Castanopsis pierrei
- Conservation status: Least Concern (IUCN 3.1)

Scientific classification
- Kingdom: Plantae
- Clade: Tracheophytes
- Clade: Angiosperms
- Clade: Eudicots
- Clade: Rosids
- Order: Fagales
- Family: Fagaceae
- Genus: Castanopsis
- Species: C. pierrei
- Binomial name: Castanopsis pierrei Hance

= Castanopsis pierrei =

- Genus: Castanopsis
- Species: pierrei
- Authority: Hance
- Conservation status: LC

Species of tree

The tree Castanopsis pierrei is in the family Fagaceae. It is found in Thailand and Cambodia. It provides fuel, food and crop-shading.

==Description==
A shrub, or small tree, growing some 5-10m tall. It has leaves with an entire margin, and spiny capsules. The capsules have 1 to 3 nuts each, with the acorn measuring some 3–5 cm.

==Habitat==
C. pierrei occurs in open formations at low elevations, below 200m. In Thailand it also grows at low altitude, below 100m, in evergreen forest, often near streams.
It is found in Northeastern, Southeastern and Peninsular Thailand. In Northern Thailand it is found growing in natural hillside evergreen forest.
In Cambodia it is especially common in Siem Reap and Preah Vihear provinces. It also occurs besides roads in Phnom Penh.
In the southern Cardamon Mountains and the Botum-Sakor peninsula, the tree occurs in both the short and tall Evergreen sandstone forest.
The major timber-extraction forest type, the tall forest occurs on more fertile and clay-rich soils of hill slopes from 10 to 600m elevations.
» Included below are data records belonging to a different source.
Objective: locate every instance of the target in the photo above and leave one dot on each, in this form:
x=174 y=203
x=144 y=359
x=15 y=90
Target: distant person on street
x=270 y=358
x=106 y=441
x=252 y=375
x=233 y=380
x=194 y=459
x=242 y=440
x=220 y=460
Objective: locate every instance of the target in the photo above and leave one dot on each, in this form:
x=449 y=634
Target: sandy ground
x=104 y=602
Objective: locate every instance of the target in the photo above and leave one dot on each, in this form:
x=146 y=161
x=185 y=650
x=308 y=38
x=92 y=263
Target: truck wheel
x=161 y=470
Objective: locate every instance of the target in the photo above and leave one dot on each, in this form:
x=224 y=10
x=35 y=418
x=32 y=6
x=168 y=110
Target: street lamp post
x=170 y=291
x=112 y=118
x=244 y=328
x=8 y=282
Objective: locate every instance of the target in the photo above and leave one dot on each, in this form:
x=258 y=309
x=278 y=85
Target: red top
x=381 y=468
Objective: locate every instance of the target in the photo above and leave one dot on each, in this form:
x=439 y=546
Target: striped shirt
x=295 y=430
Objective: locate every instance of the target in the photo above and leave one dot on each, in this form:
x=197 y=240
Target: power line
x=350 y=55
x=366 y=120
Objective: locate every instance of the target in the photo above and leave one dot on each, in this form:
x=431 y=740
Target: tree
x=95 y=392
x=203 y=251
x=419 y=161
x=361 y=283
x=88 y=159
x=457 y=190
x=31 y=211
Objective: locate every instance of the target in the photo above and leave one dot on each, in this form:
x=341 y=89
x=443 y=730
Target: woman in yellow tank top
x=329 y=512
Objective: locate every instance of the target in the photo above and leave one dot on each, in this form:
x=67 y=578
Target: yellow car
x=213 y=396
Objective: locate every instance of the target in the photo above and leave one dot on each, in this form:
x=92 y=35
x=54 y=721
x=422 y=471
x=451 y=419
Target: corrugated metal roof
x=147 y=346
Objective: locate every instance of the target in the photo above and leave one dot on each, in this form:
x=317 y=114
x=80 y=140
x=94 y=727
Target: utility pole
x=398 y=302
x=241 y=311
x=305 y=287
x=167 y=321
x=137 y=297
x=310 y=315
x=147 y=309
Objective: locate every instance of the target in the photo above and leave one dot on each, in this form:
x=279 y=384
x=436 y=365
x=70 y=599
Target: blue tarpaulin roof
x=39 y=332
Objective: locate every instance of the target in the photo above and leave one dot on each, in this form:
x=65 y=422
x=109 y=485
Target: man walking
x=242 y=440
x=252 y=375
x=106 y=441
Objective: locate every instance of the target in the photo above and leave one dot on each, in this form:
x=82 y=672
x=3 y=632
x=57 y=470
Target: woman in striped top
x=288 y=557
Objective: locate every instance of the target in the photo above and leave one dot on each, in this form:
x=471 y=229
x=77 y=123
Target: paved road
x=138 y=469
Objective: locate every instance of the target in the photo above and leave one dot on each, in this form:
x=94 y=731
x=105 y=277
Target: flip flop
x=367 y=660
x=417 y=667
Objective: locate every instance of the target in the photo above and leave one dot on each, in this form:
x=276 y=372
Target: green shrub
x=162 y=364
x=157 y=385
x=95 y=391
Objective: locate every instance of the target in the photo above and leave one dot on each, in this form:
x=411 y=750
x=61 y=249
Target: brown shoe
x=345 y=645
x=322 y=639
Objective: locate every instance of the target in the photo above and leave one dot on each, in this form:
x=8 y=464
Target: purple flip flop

Mixed within the tall forest, with sharp boundaries at times, sometimes gradational, the short evergreen sandstone forest is found on shallow or poor soils, such as the thin soils over sandstone rock, pebble layers, or deep sand soil with a thin humus layer.

==Vernacular names==
In Cambodia it is known as khaôhs ba:y kriëm (khaôhs="oak", ba:y kriëm="rice-crust", Khmer).

==Uses==
In Northern Thailand, the tree is used to shade crops in the shifting fallow agriculture of the area, and it provides firewood.
The floury fruits, cooked under ashes, are appreciated in Cambodia and the wood is regarded as a good firewood.